La réaction de Marion Maréchal-Le Pen après son départ théâtral des Journées de Béziers vont dans ce sens, alors qu’idéologiquement, la nièce de Marine Le Pen est proche des idées très droitières d’un Robert Ménard. "Le FN est incontournable, et c’est une erreur historique de ne pas saisir l’opportunité de mettre notre parti aux affaires. C’est un peu comme si on voulait de nos idées, mais pas de nos gueules", s’est agacée la députée du Vaucluse. "Manifestement, il y a eu un petit quiproquo : Robert Ménard et moi n’avons pas la même stratégie", a-t-elle reconnu. Comme un aveu que les idées n’avaient pas grand-chose à voir dans cette brouille.

  • Un pari sur l’avenir

Alors qu’espère donc Robert Ménard en se démarquant ainsi du Front national et en se mettant le parti à dos ? "Pour l’heure, Robert Ménard n’est qu’un petit morceau d’un camaïeu, d’un puzzle qui est la droite extrême.

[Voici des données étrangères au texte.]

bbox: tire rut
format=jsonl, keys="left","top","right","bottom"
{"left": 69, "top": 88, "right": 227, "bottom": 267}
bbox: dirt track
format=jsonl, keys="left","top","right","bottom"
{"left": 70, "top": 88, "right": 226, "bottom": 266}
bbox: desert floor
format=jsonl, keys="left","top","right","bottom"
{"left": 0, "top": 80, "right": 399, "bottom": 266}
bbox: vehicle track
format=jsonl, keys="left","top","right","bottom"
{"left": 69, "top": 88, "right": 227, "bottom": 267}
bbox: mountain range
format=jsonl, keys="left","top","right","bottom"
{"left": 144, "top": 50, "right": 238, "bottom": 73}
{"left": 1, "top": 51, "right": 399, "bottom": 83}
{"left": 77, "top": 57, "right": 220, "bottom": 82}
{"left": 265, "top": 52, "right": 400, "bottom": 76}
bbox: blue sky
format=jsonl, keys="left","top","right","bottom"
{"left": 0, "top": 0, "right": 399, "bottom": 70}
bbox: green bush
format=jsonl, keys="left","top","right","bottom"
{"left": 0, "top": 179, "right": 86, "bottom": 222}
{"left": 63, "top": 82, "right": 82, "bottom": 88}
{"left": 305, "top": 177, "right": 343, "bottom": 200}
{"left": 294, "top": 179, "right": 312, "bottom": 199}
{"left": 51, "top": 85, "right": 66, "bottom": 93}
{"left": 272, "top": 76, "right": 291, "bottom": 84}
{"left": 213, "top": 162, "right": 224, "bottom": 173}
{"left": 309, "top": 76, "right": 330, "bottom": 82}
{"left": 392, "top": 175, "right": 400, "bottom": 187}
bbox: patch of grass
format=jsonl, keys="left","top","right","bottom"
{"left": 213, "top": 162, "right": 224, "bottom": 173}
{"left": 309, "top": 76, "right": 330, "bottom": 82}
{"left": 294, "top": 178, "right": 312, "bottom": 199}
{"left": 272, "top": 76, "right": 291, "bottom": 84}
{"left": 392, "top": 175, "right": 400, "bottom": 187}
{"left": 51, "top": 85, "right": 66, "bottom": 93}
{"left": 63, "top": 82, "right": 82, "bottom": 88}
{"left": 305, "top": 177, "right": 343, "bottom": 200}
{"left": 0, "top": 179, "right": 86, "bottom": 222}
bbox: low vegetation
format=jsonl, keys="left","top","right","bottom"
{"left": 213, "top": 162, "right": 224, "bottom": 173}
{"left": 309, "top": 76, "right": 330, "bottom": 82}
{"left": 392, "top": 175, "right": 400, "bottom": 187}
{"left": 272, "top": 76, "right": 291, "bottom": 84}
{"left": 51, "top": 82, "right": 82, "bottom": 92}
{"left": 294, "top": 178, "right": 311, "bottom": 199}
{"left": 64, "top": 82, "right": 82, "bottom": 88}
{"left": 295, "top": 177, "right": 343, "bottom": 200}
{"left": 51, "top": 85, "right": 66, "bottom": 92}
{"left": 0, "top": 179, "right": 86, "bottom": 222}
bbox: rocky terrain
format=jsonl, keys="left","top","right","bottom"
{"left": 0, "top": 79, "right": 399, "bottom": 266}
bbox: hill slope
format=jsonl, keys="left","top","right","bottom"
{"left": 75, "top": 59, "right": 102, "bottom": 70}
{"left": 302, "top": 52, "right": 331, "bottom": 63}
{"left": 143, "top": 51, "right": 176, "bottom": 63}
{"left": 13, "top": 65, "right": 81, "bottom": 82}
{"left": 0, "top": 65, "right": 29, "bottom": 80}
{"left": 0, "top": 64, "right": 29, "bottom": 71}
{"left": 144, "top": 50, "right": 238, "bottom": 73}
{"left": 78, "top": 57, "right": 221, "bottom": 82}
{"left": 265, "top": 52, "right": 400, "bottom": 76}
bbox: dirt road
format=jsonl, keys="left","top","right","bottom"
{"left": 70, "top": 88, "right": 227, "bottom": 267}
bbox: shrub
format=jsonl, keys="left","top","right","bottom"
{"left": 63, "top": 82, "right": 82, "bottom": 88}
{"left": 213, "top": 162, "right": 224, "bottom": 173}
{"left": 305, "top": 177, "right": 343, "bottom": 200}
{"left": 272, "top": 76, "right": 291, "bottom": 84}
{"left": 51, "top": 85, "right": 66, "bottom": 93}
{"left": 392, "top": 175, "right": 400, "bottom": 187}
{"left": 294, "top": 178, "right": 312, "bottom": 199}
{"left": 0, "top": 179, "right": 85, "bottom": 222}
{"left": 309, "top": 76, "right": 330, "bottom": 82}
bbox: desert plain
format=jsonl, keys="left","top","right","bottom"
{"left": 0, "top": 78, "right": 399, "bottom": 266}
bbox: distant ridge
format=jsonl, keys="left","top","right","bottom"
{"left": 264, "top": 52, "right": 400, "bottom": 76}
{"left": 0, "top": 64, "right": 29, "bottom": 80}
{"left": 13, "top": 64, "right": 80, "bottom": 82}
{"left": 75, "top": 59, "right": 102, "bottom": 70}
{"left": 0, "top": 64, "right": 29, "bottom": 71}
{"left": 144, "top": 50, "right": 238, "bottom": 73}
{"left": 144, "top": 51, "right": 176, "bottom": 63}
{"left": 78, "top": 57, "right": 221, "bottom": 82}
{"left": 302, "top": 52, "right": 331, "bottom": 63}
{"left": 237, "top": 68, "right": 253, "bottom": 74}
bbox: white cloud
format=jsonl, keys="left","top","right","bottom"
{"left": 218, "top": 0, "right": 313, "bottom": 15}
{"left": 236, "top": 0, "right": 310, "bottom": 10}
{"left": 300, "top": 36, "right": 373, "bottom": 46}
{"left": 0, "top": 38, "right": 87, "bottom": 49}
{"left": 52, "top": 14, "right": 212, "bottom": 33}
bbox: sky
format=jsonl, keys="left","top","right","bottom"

Il n’a pas l’ampleur d’un Poujade ou d’un Le Pen. S’il n’était pas maire de Béziers, on n’en parlerait pas autant. Mais il joue une carte : se particulariser pour exister", analyse Erwan Lecoeur. "Et s’il a envie d’exister, c’est qu’il pense qu’il a un destin."

Robert Ménard pense donc à l’avenir, et à l’après-2017 exactement. A ce titre, le slogan de son rendez-vous de Béziers en dit long : "Pour ne pas attendre 2022". En clair, si Marine Le Pen échoue en 2017, le maire de Béziers se voit bien prendre la place. "Si elle perd, la ligne Philippot de dédiabolisation montrera qu’elle n’a pas, au final, d’aboutissement. Ça ferait beaucoup : ‘on trahit nos valeurs fondamentales, si ce n’est pas pour gagner, ça ne sert à rien’. A ce moment-là, il y aura quelque chose à faire", prédit Erwan Lecoeur. "L’enjeu, ce sera la clientèle politique que constitueront les déçus de la droite traditionnelle et ceux du FN. Et Robert Ménard voit qu’il a une opportunité pour capter cette clientèle."

Cela dit, l’exercice est périlleux. "D’autres ont essayé avant lui : Bruno Mégret bien sûr, mais aussi Samuel Maréchal, le père de Marion, Jacques Bompard, le maire d’Orange, ou encore Carl Lang, qui n’est plus aujourd’hui qu’à la tête d’un parti croupion dans le Nord", rappelle le politologue. Et à chaque fois, ce sont les Le Pen qui sont sortis gagnants du duel. Le pari est donc plus que risqué pour Robert Ménard.